相続時精算課税制度とは、「相続時」という名前はついていますが、贈与税の課税制度のひとつです。相続時精算課税制度の適用を受けることで、2,500万円までの贈与について贈与税がかかりません

相続時精算課税制度は、具体的にはどのような制度で、どのようなメリットとデメリットがあるのかを解説していきたいと思います。

相続時精算課税制度とは

相続時精算課税1

相続時精算課税制度とは、親から子への贈与をスムーズにして、子世代の消費を拡大し経済を活性化しようとする目的で、平成15年より創設された制度です。

一定の要件をみたす贈与について、2,500万円まで贈与税が非課税となる制度で、2,500万円を超えた部分については20%の贈与税率となっています。
相続が発生した時点で、相続財産の価額と、相続時精算課税制度を利用して贈与された財産の価額の合計額から相続税額を計算し、そこから支払った贈与税を差し引いた金額の税金を納付します。

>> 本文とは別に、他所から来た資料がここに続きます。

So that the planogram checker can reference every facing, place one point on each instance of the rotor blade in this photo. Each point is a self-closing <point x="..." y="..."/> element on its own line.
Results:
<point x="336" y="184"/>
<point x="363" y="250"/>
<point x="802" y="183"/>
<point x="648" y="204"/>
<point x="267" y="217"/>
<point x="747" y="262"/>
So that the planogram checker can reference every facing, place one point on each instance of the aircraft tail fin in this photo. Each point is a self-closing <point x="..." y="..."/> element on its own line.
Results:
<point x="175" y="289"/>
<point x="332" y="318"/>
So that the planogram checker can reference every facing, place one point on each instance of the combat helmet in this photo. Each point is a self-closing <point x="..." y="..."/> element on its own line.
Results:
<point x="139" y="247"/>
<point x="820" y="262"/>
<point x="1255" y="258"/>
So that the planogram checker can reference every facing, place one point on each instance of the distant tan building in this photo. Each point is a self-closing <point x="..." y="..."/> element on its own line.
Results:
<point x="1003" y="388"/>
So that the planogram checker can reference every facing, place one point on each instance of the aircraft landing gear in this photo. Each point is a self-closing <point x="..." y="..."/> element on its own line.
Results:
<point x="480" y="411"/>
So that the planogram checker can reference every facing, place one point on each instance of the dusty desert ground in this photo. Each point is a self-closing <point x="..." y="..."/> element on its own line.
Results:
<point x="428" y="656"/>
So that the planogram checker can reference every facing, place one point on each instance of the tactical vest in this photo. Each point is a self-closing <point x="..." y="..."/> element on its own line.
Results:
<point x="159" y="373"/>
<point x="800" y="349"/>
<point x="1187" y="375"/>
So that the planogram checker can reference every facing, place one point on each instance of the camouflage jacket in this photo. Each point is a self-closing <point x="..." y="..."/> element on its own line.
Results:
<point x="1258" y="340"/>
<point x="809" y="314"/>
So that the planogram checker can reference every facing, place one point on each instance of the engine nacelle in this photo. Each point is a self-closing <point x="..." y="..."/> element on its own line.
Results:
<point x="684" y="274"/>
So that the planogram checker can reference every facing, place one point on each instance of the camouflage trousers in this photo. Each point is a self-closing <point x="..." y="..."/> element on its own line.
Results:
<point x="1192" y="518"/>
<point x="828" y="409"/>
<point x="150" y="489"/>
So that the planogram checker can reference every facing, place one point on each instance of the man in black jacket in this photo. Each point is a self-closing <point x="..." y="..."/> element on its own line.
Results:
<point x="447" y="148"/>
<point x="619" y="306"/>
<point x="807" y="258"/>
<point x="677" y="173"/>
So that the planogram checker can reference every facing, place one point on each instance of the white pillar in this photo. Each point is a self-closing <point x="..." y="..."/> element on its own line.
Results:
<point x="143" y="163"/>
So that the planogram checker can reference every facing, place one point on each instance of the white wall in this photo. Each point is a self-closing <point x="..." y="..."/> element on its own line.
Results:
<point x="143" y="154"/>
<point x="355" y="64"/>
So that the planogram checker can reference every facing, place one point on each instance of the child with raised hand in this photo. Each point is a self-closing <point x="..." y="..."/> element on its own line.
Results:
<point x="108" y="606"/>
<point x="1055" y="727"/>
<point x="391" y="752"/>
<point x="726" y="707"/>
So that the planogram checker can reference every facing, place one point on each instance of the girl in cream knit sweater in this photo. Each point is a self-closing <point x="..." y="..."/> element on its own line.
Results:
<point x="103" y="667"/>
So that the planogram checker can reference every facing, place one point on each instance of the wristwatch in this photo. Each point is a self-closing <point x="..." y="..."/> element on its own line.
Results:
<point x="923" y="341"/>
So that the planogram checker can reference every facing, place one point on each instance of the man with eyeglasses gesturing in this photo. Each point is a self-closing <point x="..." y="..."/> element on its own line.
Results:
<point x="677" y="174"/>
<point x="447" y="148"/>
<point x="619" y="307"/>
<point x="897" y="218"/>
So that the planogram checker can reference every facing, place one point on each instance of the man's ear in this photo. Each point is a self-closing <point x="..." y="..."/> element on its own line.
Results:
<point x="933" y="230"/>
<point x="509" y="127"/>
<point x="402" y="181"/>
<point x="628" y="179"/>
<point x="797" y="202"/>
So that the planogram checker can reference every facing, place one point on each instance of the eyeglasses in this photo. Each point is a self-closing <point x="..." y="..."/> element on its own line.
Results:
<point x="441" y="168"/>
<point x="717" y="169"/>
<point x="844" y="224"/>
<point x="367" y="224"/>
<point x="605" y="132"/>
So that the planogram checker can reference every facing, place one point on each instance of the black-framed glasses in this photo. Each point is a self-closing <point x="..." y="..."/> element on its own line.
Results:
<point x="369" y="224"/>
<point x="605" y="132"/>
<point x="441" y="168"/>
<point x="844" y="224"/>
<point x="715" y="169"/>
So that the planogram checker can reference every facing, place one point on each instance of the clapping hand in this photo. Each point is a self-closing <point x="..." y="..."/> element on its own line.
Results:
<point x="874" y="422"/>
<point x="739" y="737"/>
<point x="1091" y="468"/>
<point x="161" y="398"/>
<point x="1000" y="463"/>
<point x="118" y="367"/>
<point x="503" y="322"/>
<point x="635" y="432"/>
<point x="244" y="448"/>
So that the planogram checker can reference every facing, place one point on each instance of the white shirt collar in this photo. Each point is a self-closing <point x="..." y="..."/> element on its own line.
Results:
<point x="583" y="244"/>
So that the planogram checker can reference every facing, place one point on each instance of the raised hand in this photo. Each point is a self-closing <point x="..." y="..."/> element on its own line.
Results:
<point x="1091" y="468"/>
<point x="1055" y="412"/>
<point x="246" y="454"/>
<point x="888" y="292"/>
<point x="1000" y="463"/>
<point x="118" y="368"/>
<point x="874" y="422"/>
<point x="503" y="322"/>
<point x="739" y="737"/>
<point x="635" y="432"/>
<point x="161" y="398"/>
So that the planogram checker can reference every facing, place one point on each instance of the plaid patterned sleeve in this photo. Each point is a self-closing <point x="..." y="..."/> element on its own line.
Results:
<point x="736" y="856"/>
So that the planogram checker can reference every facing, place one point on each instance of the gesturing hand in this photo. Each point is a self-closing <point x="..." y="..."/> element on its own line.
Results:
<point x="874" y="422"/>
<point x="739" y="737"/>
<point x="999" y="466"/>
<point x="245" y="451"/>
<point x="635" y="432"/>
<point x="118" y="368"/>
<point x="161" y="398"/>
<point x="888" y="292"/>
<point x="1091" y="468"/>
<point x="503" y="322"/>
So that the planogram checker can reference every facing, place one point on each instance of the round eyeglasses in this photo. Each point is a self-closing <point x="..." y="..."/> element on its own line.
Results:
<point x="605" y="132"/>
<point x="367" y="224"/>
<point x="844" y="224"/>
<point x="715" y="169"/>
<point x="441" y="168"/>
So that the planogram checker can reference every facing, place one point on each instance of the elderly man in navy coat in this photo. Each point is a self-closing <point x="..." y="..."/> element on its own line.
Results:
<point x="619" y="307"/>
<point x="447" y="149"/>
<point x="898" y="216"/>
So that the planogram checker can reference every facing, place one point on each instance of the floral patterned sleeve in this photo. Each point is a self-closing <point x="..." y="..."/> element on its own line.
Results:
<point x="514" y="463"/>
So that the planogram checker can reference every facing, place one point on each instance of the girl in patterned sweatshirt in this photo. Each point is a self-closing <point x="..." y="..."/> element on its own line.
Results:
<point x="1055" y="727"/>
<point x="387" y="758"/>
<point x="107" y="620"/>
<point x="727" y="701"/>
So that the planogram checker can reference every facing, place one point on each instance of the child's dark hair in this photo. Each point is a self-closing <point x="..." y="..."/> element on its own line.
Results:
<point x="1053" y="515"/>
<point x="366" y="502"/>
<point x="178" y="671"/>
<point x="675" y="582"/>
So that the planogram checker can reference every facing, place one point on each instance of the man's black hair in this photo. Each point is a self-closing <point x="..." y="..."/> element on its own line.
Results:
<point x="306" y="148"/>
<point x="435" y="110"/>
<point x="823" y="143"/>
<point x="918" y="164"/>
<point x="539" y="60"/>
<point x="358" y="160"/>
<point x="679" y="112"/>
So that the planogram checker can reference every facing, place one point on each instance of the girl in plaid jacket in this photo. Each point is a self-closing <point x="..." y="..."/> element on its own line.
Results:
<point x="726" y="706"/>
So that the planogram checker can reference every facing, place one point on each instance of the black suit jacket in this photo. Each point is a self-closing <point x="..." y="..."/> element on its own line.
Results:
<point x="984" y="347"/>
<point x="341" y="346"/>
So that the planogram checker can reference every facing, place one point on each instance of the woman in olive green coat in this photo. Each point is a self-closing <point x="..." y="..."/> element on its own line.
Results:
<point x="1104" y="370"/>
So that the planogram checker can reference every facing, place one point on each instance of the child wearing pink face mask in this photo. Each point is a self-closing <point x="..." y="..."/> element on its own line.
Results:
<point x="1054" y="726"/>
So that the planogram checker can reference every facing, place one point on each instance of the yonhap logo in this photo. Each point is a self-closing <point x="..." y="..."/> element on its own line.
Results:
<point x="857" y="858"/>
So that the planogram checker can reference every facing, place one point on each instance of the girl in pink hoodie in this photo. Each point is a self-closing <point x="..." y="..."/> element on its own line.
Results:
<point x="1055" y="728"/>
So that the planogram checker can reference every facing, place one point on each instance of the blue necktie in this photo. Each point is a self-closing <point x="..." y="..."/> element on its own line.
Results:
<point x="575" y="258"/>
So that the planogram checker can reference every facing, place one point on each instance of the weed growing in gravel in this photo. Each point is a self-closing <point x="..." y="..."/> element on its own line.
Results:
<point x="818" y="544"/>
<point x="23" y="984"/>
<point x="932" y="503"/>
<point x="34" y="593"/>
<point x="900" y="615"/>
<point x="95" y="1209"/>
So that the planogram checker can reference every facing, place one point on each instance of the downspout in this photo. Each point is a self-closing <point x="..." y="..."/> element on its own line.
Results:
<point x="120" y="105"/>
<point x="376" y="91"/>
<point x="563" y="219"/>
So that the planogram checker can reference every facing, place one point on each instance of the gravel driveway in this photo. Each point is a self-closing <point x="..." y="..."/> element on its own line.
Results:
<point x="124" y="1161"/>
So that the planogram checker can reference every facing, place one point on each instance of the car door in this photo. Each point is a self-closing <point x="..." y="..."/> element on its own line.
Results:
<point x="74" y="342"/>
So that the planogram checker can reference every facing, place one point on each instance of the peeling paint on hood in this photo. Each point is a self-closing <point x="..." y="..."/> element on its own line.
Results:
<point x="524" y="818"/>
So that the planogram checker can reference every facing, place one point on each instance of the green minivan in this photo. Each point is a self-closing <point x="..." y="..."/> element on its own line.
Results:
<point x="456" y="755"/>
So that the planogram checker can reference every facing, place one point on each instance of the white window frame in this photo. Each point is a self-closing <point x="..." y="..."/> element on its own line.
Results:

イメージとしては、相続財産を相続の前に贈与でもらっておいて、税金の支払いは相続時まで保留しておく感じになります。

相続時精算課税制度を受けるための条件

相続時精算課税制度の適用を受けるには、いくつかの適用条件があります。どのような場合にこの制度の適用を受けることができるのか、詳しくみていきましょう。

(1)対象者

相続時精算課税制度の適用を受けるには、贈与を受ける受贈者と、贈与をする贈与者がそれぞれ、次の条件にあてはまっている必要があります。

①贈与を受ける受贈者

贈与を受ける人は、20歳以上の推定相続人である子か、20歳以上の孫である必要があります。平成26年までは、20歳以上の推定相続人である子のみでしたが、平成27年1月1日より対象者が拡大され、20歳以上の孫についても制度の適用を受けることができるようになりました。

②贈与をする贈与者

贈与をする人は、贈与をした年の1月1日の年齢が60歳以上の父母か、祖父母である必要があります。平成26年までは65歳以上の父母のみでしたが、平成27年1月1日より年齢が引き下げられ、父母のみでなく祖父母からの贈与も制度の適用を受けることができるようになりました。

(2)対象となる財産

相続時精算課税制度では、贈与財産はどのような財産でもよく、金額や贈与の回数に制限もありません。したがって、今年はマンションを、次の年以降は現金を贈与するという方法をとることもできます。

(3)手続きの流れと必要書類

相続時精算課税制度の適用を受けるには、2,500万円までの贈与で贈与税がかからなくても、申告手続きをする必要があるので注意が必要です。
贈与を受けて、相続時精算課税制度の適用を受けようと思ったら、まずは相続時精算課税制度の適用対象にあてはまっているかを確認します。適用対象にあてはまっていたら、次にあげる必要な書類をそろえて申告手続きを行うことになります。

①申告書類

相続時精算課税制度の適用を受けるには、贈与税の申告書のほかに「相続時精算課税選択届出書」が必要になります。

※「相続時精算課税選択届出書」は国税庁のウェブサイトからダウンロードできます → こちら

②届出書の添付書類

相続時精算課税選択届出書には、適用条件を満たしているかを確認するための次の添付書類が必要です。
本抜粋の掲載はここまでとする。